We wanted to build something that behaved like a real service under real pressure with load testing.

So instead of treating performance, observability, and reliability as “extra features,” we treated them as part of the product from the beginning.

Our workflow was:

1. Build a working baseline
2. Stress the system with load
3. Find the bottlenecks
4. Improve the architecture
5. Measure the impact

That mindset changed how we built everything.

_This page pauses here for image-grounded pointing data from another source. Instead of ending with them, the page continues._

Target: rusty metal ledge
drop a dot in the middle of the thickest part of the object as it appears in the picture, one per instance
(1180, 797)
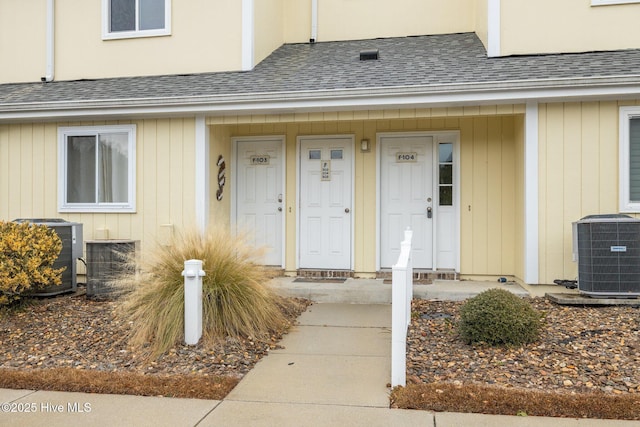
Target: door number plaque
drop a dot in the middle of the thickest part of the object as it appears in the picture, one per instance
(403, 157)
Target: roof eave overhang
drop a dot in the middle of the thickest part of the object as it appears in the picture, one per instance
(514, 92)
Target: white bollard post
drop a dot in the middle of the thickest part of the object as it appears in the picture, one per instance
(192, 274)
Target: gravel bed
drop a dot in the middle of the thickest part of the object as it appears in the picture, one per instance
(581, 349)
(76, 332)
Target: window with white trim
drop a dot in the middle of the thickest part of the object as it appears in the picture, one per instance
(96, 168)
(135, 18)
(629, 159)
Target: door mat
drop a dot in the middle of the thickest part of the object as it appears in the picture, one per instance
(320, 280)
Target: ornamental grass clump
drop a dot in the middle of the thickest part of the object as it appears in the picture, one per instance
(236, 299)
(498, 317)
(27, 256)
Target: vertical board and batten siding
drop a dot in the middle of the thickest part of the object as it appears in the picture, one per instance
(578, 176)
(591, 28)
(490, 195)
(165, 158)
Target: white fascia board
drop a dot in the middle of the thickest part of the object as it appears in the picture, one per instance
(288, 102)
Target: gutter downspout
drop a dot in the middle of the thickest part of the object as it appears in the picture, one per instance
(50, 41)
(314, 21)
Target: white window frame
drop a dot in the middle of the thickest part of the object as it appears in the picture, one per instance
(612, 2)
(63, 205)
(626, 114)
(108, 35)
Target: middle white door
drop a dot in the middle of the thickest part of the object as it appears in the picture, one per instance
(325, 195)
(406, 198)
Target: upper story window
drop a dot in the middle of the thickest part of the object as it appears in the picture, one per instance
(96, 168)
(629, 150)
(135, 18)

Rather than asking, **“Can this app run?”**, we kept asking:

- **Can it handle concurrency?**
- **Can it recover from failure?**
- **Can we see what’s going wrong in real time?**
- **Can someone else operate this at 3am without guessing?**

That is what pushed the project from being a normal Flask app into something much closer to a real Production Engineering system.

## Accomplishments

We’re proud that this project feels like **something you could actually run**, not just working as a demo.  

Key highlights:

- Built a **full production-style architecture** end-to-end  
- Implemented **scaling, caching, pooling, monitoring, alerting, and resilience**  
- Achieved **106 automated tests with 99% coverage**, blocking broken deploys via CI  
- Turned a simple URL shortener into a **realistic Production Engineering showcase**  
- Every component exists for a purpose not just to make the diagram look impressive  

This project demonstrates that reliability and observability can coexist with a simple, understandable app.

## What’s Next

We plan to push the system closer to real-world production standards:

- Add **rate limiting** and abuse protection  
- Introduce **user accounts and per-link analytics**  
- Implement **rolling or canary deployment strategies**  
- Simulate deeper chaos scenarios, like:
  - database failures  
  - slow upstream services  
  - network partitions  
- Deploy to a **real cloud environment**  
- Add **tracing** for deeper observability